The move comes months after the US Senate passed a legislative provision that brings India at par with America's NATO allies and countries like Israel and South Korea for increasing defence cooperation.
Our defence ties with India is growing. We conduct more joint exercises with India than any other country. We are of course selling more defense items to India, said Congressman Brad Sherman, the outgoing Chairman of the House Foreign Affairs Sub committee on Asia Pacific, the Pacific, and Non-Proliferation.
In his address to an event on Thursday at the US Capitol to celebrate Hanukah, Congressman Sherman told the select audience of influential Indian-Americans and members of the Jews community that early this year he joined his Congressional colleague Joe Wilson in introducing a bill to expedite arm sales to India by putting India in the same category as America's closest allies: NATO, Australia, New Zealand, Japan, South Korea, and Israel.
Such a move, being pushed by a group of Indian-Americans led by US India Security Council, would bring India at par with NATO countries in terms of defence trade and technological transfers.
A legislative change in this regard in NDAA would have a permanent and lasting impact on India-US defence ties.
And soon India should be in that category, Sherman, who is a well-known friend of India for decades, said.
However, a large section of the Indian-American community has been quite upset with him after he presided over a October 22 Congressional hearing on Kashmir which ended up becoming a platform to criticize India.
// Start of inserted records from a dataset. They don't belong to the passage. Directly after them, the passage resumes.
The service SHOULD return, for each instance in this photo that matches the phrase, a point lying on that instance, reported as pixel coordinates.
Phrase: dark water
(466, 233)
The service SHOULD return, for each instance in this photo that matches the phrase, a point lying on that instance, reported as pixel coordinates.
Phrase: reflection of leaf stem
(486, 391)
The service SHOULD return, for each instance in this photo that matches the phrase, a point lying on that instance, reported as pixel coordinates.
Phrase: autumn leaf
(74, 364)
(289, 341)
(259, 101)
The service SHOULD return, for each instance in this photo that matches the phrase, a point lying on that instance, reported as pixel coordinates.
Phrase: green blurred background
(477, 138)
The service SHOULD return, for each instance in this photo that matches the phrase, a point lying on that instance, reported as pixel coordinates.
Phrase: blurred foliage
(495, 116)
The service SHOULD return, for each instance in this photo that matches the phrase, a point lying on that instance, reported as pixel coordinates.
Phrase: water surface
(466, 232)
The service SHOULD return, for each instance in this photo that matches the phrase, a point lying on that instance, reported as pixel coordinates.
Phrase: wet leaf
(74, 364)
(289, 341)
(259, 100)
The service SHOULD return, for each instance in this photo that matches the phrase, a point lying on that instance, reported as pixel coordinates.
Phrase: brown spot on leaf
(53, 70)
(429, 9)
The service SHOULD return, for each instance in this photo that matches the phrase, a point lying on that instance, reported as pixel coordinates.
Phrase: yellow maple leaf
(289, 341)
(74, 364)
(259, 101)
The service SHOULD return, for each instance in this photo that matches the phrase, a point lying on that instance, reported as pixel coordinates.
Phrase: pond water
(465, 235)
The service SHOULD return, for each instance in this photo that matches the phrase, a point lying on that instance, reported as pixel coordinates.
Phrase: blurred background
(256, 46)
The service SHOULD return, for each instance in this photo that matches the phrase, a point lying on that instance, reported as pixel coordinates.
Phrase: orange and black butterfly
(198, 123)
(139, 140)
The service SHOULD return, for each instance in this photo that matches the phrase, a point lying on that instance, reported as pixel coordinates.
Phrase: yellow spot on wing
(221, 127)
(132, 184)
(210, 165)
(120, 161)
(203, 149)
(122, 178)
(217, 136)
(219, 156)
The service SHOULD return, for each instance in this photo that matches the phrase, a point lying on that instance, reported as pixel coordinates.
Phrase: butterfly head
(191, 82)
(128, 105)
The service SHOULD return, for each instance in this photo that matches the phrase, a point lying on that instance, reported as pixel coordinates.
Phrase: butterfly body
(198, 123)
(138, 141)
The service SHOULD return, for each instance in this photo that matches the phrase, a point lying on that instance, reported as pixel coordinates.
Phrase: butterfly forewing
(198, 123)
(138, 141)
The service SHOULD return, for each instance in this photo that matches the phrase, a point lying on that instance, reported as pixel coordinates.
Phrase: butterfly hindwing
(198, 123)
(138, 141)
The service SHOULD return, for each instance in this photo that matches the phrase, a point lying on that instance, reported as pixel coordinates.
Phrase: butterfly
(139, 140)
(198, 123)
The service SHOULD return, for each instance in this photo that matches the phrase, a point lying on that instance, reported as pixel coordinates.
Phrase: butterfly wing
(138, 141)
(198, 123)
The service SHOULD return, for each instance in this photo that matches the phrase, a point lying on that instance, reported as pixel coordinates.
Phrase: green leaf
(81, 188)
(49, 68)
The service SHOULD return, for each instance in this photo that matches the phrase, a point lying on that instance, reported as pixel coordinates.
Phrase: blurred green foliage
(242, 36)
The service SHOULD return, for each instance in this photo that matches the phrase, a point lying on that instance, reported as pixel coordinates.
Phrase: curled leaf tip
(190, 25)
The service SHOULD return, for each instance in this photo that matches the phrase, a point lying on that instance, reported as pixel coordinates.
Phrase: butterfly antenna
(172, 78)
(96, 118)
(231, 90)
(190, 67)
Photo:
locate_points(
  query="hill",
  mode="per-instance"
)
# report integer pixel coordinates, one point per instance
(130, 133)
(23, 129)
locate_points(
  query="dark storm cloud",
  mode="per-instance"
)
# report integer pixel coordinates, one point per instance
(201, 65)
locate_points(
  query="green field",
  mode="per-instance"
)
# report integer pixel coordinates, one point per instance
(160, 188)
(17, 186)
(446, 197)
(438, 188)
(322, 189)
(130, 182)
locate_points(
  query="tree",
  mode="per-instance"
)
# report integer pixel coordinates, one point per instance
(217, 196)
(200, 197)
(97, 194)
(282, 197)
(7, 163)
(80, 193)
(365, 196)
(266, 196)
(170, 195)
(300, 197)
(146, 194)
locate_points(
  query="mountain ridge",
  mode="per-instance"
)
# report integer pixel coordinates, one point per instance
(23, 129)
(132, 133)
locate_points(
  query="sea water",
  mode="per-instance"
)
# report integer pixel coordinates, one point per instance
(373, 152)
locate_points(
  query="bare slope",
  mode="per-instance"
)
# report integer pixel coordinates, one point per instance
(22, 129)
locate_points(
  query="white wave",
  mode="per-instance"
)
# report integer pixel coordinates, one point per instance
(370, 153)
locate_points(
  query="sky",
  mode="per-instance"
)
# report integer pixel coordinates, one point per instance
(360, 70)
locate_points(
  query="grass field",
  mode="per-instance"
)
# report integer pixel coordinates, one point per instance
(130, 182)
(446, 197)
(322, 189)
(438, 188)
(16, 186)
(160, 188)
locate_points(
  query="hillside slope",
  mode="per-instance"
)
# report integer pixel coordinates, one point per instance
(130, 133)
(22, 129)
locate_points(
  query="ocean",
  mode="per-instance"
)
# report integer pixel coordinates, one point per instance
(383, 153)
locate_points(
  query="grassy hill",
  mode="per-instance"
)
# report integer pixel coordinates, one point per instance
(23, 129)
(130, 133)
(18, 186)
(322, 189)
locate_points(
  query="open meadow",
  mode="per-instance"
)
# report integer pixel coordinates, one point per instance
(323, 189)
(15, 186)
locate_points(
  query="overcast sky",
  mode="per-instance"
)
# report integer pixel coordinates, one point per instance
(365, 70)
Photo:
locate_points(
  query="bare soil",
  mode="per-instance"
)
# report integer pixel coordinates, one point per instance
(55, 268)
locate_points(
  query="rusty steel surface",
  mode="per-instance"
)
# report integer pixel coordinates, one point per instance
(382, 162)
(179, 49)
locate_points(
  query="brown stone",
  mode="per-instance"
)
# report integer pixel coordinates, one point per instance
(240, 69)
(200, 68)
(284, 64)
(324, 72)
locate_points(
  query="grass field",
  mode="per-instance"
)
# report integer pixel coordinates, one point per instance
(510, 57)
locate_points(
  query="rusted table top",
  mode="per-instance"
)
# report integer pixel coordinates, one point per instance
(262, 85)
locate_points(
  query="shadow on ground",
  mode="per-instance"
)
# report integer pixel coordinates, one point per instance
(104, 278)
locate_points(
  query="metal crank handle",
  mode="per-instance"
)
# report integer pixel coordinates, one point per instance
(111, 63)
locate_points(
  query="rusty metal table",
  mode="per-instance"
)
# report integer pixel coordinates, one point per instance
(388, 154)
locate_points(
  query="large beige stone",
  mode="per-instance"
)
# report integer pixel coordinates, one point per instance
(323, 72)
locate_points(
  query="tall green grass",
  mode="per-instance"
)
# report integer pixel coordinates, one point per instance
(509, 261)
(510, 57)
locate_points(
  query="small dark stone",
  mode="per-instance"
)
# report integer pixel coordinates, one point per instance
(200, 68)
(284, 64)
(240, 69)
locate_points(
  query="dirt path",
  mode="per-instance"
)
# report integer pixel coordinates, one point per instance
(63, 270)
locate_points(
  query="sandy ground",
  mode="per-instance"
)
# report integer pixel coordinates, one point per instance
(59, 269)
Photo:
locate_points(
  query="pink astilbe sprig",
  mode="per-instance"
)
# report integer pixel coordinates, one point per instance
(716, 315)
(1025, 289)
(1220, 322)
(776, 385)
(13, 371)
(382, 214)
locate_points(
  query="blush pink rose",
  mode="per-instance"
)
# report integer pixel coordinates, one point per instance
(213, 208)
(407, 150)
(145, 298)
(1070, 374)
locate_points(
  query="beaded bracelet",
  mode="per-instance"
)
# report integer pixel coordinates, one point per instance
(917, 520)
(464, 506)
Sherman was supported by influential members of the Jewish-American and Indian-American community, who asserted that it is high time for the necessary legislative changes in the NDAA to bring India at par with NATO allies.
We have worked successfully with the US India Security Council (USISC) for the passage of the US-India civil nuclear agreement and now with USISC for the inclusion of an amendment to the NDAA, expanding NATO plus five to NATO plus six to include India, said Peter R. Rosenblatt, Member of the Board of Governors of American-Jewish Committee (AJC).
Eminent Indian-American Bharat Barai applauded the support of AJC to include the amendment in the National Defense Authorization Act of NATO plus five to NATO plus six.
Boston-based USISC president Ramesh V Kapur asserted that legislative changes in NDAA would institutionalize India-US defence relationship.
Now we are trying to get India to be NATO plus six. Now, it's NATO plus five. What we're trying to do is very simple. We are trying to keep 375 million Americans safe and 1.3 billion Indians safe. And once this is passed, it will be on a permanent basis, Kapur said.